The celebration was a half-century in the making.
“The World Series is coming to Texas,” said Michael Young, the longest-tenured Ranger in his 10th season. “These fans have waited longer than we have. I know how bad we wanted it, and they must have wanted it more.”
Texas clinched its first pennant with a 6-1 victory over the defending World Series champion New York Yankees in Game 6 of the American League Championship Series on Friday night for the biggest victory in the franchise’s 50 seasons.
Vladimir Guerrero, going to baseball’s biggest stage for the first time in his 15 major league seasons, drove in three runs before scoring on Cruz’s homer in the fifth that sent a rollicking crowd of 51,404 into a red frenzy.

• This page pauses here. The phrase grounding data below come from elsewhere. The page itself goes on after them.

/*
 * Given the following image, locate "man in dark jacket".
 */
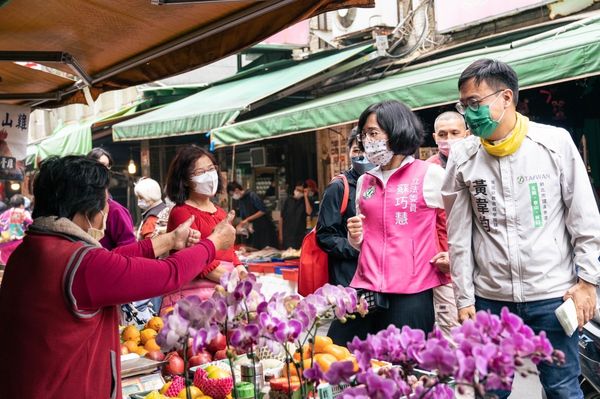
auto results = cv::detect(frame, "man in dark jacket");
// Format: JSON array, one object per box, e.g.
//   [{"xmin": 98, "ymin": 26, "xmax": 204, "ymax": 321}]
[{"xmin": 316, "ymin": 128, "xmax": 374, "ymax": 345}]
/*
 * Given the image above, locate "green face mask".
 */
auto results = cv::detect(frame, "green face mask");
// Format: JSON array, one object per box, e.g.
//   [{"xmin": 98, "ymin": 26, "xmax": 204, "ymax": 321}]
[{"xmin": 464, "ymin": 95, "xmax": 506, "ymax": 139}]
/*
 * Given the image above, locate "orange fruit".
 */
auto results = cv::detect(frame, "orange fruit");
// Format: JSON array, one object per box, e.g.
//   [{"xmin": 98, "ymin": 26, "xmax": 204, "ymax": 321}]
[
  {"xmin": 282, "ymin": 358, "xmax": 313, "ymax": 378},
  {"xmin": 123, "ymin": 340, "xmax": 139, "ymax": 353},
  {"xmin": 292, "ymin": 344, "xmax": 312, "ymax": 362},
  {"xmin": 140, "ymin": 328, "xmax": 158, "ymax": 345},
  {"xmin": 122, "ymin": 325, "xmax": 140, "ymax": 344},
  {"xmin": 348, "ymin": 356, "xmax": 359, "ymax": 372},
  {"xmin": 146, "ymin": 316, "xmax": 164, "ymax": 333},
  {"xmin": 313, "ymin": 336, "xmax": 333, "ymax": 354},
  {"xmin": 322, "ymin": 344, "xmax": 351, "ymax": 361},
  {"xmin": 282, "ymin": 362, "xmax": 296, "ymax": 377},
  {"xmin": 177, "ymin": 386, "xmax": 203, "ymax": 398},
  {"xmin": 134, "ymin": 347, "xmax": 149, "ymax": 357},
  {"xmin": 144, "ymin": 338, "xmax": 161, "ymax": 352},
  {"xmin": 313, "ymin": 353, "xmax": 337, "ymax": 372}
]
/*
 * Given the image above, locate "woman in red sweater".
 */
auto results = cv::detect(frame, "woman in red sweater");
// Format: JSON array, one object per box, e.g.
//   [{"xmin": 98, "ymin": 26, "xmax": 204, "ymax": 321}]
[
  {"xmin": 162, "ymin": 145, "xmax": 242, "ymax": 312},
  {"xmin": 0, "ymin": 156, "xmax": 236, "ymax": 399}
]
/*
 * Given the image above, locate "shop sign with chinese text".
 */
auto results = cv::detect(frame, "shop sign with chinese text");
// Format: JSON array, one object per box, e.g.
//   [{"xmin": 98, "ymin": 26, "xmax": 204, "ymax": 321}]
[{"xmin": 0, "ymin": 105, "xmax": 30, "ymax": 181}]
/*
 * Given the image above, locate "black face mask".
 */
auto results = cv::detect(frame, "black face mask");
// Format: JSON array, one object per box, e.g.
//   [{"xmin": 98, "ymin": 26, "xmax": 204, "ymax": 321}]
[{"xmin": 351, "ymin": 155, "xmax": 376, "ymax": 176}]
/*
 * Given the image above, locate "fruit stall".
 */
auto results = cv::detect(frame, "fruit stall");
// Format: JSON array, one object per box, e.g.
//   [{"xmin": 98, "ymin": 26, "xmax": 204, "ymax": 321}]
[
  {"xmin": 118, "ymin": 269, "xmax": 564, "ymax": 399},
  {"xmin": 238, "ymin": 247, "xmax": 300, "ymax": 296}
]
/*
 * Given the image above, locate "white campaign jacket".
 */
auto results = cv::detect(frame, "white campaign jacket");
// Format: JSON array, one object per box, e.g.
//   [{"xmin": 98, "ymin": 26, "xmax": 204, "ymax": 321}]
[{"xmin": 442, "ymin": 121, "xmax": 600, "ymax": 309}]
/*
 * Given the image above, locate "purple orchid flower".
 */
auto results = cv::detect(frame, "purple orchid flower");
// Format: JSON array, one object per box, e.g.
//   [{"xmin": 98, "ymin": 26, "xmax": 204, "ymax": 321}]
[
  {"xmin": 274, "ymin": 319, "xmax": 303, "ymax": 343},
  {"xmin": 420, "ymin": 340, "xmax": 457, "ymax": 377},
  {"xmin": 324, "ymin": 360, "xmax": 356, "ymax": 385},
  {"xmin": 359, "ymin": 370, "xmax": 398, "ymax": 399},
  {"xmin": 303, "ymin": 362, "xmax": 325, "ymax": 382},
  {"xmin": 229, "ymin": 324, "xmax": 260, "ymax": 352},
  {"xmin": 192, "ymin": 325, "xmax": 219, "ymax": 354},
  {"xmin": 339, "ymin": 386, "xmax": 370, "ymax": 399}
]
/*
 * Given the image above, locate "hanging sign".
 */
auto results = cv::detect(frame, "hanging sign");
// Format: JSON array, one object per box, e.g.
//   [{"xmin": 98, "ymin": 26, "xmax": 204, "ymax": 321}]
[{"xmin": 0, "ymin": 104, "xmax": 30, "ymax": 181}]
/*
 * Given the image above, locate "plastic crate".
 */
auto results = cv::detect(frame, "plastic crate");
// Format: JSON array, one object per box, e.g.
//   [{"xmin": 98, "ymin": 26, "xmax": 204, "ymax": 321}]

When Alex Rodriguez took a called third strike to end the game, fireworks exploded in the sky high above, confetti filled the air, and the Rangers embraced each other near the mound.

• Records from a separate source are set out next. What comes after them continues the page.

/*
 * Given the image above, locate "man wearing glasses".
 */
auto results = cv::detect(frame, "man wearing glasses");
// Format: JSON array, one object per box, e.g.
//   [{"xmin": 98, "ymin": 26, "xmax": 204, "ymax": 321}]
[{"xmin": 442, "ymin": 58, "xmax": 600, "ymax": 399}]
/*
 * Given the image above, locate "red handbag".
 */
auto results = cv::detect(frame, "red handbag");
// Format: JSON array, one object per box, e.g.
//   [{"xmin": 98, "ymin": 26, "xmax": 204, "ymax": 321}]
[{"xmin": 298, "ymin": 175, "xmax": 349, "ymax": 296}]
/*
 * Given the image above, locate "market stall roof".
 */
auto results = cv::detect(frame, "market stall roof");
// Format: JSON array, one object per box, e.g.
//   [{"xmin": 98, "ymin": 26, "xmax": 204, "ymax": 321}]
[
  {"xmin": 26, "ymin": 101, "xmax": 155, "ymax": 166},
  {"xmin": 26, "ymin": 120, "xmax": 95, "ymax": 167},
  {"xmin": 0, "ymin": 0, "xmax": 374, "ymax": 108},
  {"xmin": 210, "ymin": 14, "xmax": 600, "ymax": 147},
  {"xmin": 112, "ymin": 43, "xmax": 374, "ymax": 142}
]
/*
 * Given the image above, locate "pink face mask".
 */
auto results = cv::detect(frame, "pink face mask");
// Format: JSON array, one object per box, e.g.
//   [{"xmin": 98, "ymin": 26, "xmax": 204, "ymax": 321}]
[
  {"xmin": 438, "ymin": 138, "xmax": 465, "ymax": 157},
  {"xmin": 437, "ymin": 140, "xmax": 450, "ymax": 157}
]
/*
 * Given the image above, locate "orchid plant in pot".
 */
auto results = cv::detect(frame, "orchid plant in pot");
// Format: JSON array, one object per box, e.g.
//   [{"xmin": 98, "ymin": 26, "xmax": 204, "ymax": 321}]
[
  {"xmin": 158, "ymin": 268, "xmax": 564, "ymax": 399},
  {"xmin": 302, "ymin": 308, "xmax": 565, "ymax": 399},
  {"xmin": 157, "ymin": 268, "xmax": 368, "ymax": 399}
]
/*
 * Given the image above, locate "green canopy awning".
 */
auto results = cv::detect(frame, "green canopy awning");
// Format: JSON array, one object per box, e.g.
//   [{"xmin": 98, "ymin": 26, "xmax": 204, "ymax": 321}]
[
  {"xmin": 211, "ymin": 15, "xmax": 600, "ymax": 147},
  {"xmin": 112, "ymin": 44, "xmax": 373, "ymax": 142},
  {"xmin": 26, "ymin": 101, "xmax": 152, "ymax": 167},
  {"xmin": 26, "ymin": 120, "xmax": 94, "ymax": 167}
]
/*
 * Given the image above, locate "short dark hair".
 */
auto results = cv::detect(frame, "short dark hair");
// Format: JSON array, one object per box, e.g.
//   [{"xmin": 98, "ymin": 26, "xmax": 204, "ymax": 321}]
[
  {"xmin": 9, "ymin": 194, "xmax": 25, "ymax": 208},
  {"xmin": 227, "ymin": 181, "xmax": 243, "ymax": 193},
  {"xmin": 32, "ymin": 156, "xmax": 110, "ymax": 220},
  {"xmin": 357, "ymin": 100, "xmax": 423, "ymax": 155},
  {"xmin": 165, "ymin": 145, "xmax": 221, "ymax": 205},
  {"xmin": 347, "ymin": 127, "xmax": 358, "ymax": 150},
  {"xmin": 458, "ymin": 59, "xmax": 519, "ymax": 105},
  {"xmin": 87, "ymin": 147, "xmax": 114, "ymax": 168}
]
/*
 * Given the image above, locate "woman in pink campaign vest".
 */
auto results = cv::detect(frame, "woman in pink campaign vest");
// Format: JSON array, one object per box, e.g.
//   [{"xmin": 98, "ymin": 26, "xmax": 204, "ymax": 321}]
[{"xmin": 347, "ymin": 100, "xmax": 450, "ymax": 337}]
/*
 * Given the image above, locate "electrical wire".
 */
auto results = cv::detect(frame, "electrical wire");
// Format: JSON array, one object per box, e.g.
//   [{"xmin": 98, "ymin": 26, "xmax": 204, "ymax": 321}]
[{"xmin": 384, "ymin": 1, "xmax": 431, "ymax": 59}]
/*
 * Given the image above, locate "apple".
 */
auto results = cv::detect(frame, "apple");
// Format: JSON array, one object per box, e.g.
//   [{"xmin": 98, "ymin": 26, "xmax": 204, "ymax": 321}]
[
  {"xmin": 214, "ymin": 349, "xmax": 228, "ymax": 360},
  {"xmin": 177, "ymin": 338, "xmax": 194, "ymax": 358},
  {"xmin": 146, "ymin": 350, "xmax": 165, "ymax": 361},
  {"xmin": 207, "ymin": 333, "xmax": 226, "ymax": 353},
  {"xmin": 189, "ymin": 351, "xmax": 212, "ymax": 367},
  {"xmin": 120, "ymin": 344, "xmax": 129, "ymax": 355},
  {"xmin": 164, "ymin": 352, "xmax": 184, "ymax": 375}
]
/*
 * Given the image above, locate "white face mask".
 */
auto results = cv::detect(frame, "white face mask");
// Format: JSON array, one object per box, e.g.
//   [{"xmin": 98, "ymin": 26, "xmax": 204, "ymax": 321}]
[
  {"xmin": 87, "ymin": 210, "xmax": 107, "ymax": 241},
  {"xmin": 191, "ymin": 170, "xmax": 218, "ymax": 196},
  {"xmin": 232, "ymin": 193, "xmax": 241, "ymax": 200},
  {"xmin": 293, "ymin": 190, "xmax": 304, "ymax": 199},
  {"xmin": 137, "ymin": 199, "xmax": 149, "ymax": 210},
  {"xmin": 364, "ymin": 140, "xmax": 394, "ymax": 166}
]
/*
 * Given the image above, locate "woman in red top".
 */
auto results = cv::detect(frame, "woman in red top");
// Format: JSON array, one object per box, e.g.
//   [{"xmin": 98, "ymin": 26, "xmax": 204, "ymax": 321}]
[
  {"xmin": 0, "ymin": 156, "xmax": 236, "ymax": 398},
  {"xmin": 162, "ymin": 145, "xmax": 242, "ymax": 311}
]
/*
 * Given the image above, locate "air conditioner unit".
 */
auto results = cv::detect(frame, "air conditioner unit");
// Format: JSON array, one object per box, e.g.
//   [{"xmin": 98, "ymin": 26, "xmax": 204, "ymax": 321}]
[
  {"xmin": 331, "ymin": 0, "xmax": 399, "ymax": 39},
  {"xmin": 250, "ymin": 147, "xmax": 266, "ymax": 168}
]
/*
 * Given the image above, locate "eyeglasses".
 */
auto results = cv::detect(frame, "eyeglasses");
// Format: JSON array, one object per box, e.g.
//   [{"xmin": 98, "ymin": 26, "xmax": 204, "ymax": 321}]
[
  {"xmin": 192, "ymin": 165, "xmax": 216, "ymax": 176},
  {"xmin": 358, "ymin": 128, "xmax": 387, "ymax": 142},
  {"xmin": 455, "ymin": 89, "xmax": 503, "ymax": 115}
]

“Totally worth the wait, totally,” Young said.
Having A-Rod standing at the plate for the game-ending out and beating the Yankees made it even more satisfying for fans deep in the heart of Texas.
The Yankees, with their 27 World Series titles and 40 pennants, had knocked Texas out of the playoffs in each of the club’s three previous appearances.
And Rodriguez was one the largest unsecured creditors owed money by the Rangers in a messy bankruptcy case this summer before a group led by Nolan Ryan and Chuck Greenberg bought the team from Tom Hicks in an auction. A-Rod was owned about $25 million in deferred compensation for his three seasons (2001-03) when Texas finished last in the AL West each time.
The Rangers, who had never won a postseason series or a home playoff game before this year, dispatched the $200 million-plus Bronx Bombers with little drama – especially after that four-run outburst in the fifth snapped a 1-all tie.
“We didn’t accomplish what we set out to. And as I told my guys, this hurts,” Yankees manager Joe Girardi said. “I’ve been through it as a player. I’ve been through it as a coach and now I’ve been through it as a manager. It’s not a lot of fun watching other teams celebrate. They beat us. They outhit us, they outpitched us, outplayed us and they beat us.”
Colby Lewis dominated over eight innings for his second win of the series, and Josh Hamilton earned the ALCS MVP award. And in a state where most sports fans gear up for fall weekends by watching high school football, the Rangers gave a new meaning to Friday Night Lights.
Rangers icon Ryan, the Hall of Fame pitcher who is the team president, embraced his wife in the front row before going on the field to join the club.
“Our fans have waited a long time, this organization has waited a long time,” Ryan said. “This team coming out of spring training was on a mission.”
Hamilton, who homered four times in the series, admitted he shed a tear in center field right before the final out.
“We are here as a group. This group is here because they don’t know how to fail,” Hamilton said.
Moments after closer Neftali Feliz fanned Rodriguez for the final out, a flag proclaiming the Texas as the AL champion flapped above the ballpark. The Rangers celebrated on the field with ginger ale in deference to Hamilton’s well-documented substance abuse problems.